Il cambio di struttura della famiglia (più piccola, più frammentata, con più persone sole, …) ha una enorme ricaduta dal punto di vista del bisogno sanitario e sociosanitario perché viene a mancare tutta quella attività di risposta alla domanda di salute e di assistenza che in passato gravava sulla famiglia e veniva da questa esperita nella estesa rete di parentele cui dava luogo la numerosità dei nuclei familiari, e che già oggi cerca (e soprattutto domani cercherà) soluzioni altrove.

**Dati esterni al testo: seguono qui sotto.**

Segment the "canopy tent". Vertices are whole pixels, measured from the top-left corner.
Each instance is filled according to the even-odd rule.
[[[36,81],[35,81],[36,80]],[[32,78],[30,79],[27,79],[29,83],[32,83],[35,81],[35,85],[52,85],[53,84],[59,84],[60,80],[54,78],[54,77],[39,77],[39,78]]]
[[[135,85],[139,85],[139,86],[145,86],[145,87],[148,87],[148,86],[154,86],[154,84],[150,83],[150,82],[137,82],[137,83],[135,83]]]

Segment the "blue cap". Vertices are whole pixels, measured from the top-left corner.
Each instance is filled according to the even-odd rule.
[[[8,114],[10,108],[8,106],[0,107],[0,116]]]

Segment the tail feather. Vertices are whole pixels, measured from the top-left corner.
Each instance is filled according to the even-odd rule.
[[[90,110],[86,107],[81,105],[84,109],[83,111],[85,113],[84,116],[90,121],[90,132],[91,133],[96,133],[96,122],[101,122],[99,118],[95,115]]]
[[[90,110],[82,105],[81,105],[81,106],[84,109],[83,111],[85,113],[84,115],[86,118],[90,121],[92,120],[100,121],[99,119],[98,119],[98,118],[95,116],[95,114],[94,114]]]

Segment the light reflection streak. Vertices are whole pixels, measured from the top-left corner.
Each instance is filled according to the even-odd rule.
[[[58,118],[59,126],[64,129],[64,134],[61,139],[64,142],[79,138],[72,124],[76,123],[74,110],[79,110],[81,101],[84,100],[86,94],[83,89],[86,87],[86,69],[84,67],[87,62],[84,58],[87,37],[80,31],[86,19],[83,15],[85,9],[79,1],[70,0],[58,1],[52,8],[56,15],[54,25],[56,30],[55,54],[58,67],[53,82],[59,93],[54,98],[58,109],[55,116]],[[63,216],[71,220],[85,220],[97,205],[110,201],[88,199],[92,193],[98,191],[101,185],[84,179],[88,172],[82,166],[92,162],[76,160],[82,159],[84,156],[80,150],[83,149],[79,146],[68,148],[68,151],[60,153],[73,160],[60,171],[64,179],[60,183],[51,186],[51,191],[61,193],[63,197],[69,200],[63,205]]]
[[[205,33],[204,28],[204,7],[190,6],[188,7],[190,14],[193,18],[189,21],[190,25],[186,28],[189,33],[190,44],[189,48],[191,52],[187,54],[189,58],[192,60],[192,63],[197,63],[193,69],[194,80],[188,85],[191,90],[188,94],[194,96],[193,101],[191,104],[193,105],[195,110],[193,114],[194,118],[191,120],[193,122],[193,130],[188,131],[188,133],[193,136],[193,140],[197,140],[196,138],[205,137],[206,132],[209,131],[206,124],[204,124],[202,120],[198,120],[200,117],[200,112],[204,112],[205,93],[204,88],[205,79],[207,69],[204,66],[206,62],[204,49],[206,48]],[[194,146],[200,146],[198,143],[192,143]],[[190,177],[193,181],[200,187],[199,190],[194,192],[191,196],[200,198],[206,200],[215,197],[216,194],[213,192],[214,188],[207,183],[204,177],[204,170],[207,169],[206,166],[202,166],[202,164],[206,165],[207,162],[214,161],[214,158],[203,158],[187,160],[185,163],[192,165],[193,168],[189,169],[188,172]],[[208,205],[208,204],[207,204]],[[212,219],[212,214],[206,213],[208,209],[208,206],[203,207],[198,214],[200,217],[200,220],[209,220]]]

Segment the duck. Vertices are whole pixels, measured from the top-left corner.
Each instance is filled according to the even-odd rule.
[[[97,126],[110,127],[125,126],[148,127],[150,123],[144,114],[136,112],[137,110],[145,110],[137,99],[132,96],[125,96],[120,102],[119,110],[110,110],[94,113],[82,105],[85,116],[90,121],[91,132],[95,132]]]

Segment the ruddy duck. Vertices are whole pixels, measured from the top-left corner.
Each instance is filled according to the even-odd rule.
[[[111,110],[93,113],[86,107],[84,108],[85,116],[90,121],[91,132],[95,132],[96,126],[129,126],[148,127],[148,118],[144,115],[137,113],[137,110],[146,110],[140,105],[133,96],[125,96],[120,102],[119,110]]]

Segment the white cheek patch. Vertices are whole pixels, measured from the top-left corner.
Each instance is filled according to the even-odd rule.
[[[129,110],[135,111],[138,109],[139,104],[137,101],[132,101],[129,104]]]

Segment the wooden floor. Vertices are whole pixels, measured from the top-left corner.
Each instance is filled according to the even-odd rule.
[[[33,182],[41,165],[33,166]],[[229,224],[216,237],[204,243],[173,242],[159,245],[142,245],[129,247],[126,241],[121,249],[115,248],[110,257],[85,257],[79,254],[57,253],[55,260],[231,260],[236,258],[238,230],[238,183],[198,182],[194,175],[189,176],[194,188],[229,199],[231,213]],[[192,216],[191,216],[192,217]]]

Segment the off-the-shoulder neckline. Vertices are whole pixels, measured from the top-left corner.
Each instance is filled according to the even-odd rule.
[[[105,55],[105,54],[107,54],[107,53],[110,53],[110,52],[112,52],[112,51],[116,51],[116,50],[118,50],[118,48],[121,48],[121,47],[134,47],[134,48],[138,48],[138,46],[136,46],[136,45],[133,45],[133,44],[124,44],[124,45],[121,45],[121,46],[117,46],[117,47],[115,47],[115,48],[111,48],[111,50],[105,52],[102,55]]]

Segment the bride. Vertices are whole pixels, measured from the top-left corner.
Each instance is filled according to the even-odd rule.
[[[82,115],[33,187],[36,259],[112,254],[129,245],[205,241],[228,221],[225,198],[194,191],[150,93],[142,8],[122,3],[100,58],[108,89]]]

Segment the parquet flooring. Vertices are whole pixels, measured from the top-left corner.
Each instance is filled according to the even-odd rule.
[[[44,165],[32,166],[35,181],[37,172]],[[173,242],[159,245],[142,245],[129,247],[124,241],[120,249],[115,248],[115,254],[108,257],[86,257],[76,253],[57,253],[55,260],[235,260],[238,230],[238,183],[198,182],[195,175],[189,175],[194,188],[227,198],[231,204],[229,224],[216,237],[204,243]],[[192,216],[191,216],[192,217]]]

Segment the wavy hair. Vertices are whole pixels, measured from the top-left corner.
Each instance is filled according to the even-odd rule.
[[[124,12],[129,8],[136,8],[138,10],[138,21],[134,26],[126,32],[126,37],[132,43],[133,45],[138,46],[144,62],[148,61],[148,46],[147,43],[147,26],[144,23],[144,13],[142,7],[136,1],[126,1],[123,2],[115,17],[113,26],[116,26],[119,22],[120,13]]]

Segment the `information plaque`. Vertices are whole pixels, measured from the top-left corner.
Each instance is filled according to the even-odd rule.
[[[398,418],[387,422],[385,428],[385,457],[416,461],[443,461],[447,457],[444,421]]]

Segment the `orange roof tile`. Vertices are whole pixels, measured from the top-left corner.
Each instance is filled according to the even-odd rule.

Se quelle discusse sono le conseguenze più rilevanti che le modifiche demografiche in corso e/o previste riverseranno sul servizio sanitario, esse non sono le sole. Pensiamo, ad esempio, a tutto il tema della migrazione, che vedrà nei prossimi anni un saldo attivo (immigrati – emigrati) di circa 200.000 unità ogni anno e che pone questioni di specifiche patologie di cui il Ssn dovrà farsi carico, di cultura della salute e di approccio alla cura, di prevenzione, di presa in carico, oltre che di lingua e di informazione e così via, che necessitano di modalità di affronto a cui il Ssn può non essere preparato. Ma pensiamo anche al problema della sostenibilità economica dell’intero Ssn: sempre secondo Istat: “Il rapporto tra individui in età lavorativa (15-64 anni) e non (0-14 e 65 anni e più) passerà da circa tre a due nel 2023 a circa uno a uno nel 2050”, cioè ogni soggetto in età lavorativa avrà sulle spalle un soggetto in età non lavorativa. In questo contesto sarà ancora sostenibile un servizio sanitario (o come si chiamerà) fondato solo sulla tassazione o si deve cominciare a pensare a qualche diverso percorso, integrativo o sostitutivo?
IN CONCLUSIONE
Più che preoccuparci (o essere contenti) per quanto pochi saremo nei prossimi decenni, è opportuno lasciarsi seriamente interrogare dai cambiamenti demografici che stanno interessando già adesso (e ancora di più negli anni a venire) la nostra popolazione, lavorando per fare in modo che il servizio sanitario sappia cogliere i nuovi bisogni di salute dei cittadini e la successiva domanda di servizi e prestazioni che si sposteranno gradatamente dal contesto più specificamente sanitario a quello più tipicamente sociosanitario.